Much more valuable is the authors’ discussion on how uneasily piety maps onto political choices. Some pious Muslims, for example, wish to make Indonesian law consistent with the sharia while other pious Muslims disagree. Some pious Muslims oppose democracy, though many more actually favor it. Enhanced religiosity in Indonesian society also does not necessarily translate into support for political parties that espouse Islamist ideologies. The authors conclude that Islamist parties cannot win on ideology alone and that they must establish favorable economic policy credentials to attract voter support. In fact, pious voters may be divided between Islamist and secular parties that offer comparable economic policies. When it comes to international relations, there is also little credible basis for the Huntingtonian prophecy that pious Muslims want their government to foster relations only with other Muslim countries. Yes, pious Indonesian Muslims want closer ties with Muslim nations, but they also want the same with East Asian and Southeast Asian nations. Piety alone does not shape public opinion about Indonesia’s foreign relations with the West.
A parallel insight applies to Islamic finance.

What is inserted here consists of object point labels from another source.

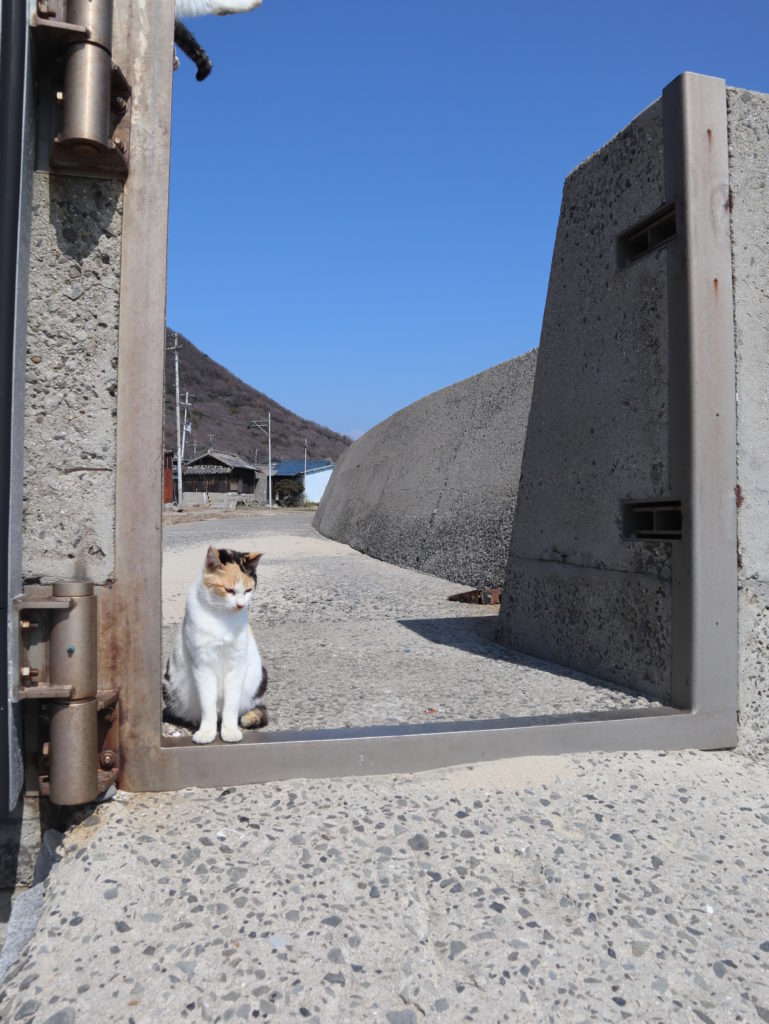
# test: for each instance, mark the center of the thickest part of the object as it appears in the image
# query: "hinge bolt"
(108, 760)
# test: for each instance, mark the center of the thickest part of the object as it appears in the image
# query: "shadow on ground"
(478, 636)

The authors argue that there is little evidence indicating that piety is even a partial determinant of Muslim use of Islamic banks, or those financial institutions that operate according to sharia principles. While piety does not determine financial choice, the data that the authors collected suggest that Muslims who do business with Islamic banks tend to be those from the upper-middle classes who value the maintenance of ties with other Muslim countries. It would seem then that pious Muslim customers are acting upon their desire for cosmopolitanism and inclusion in a globalized Muslim identity rather than solely religious aims.
The takeaway message from this book is that piety has very little purchase in explaining Muslim attitudes toward sharia, democracy, party politics, international relations, or economics. In this book, the authors have usefully provided a methodological blueprint for survey research that is based on a nuanced understanding of religion and politics. It is a method that rejects the view of Muslims as caricatures who act according to religion alone and instead takes them to be complex subjects shaped by a myriad of religious and non-religious factors. Given the enormous influence that quantitative data have on the policies made by Western democracies, including policies that pertain to the Muslim world, the importance of this book’s contribution cannot be overstated.
Nur Amali Ibrahim is Assistant Professor in the Department of Religious Studies and the Department of International Studies at Indiana University.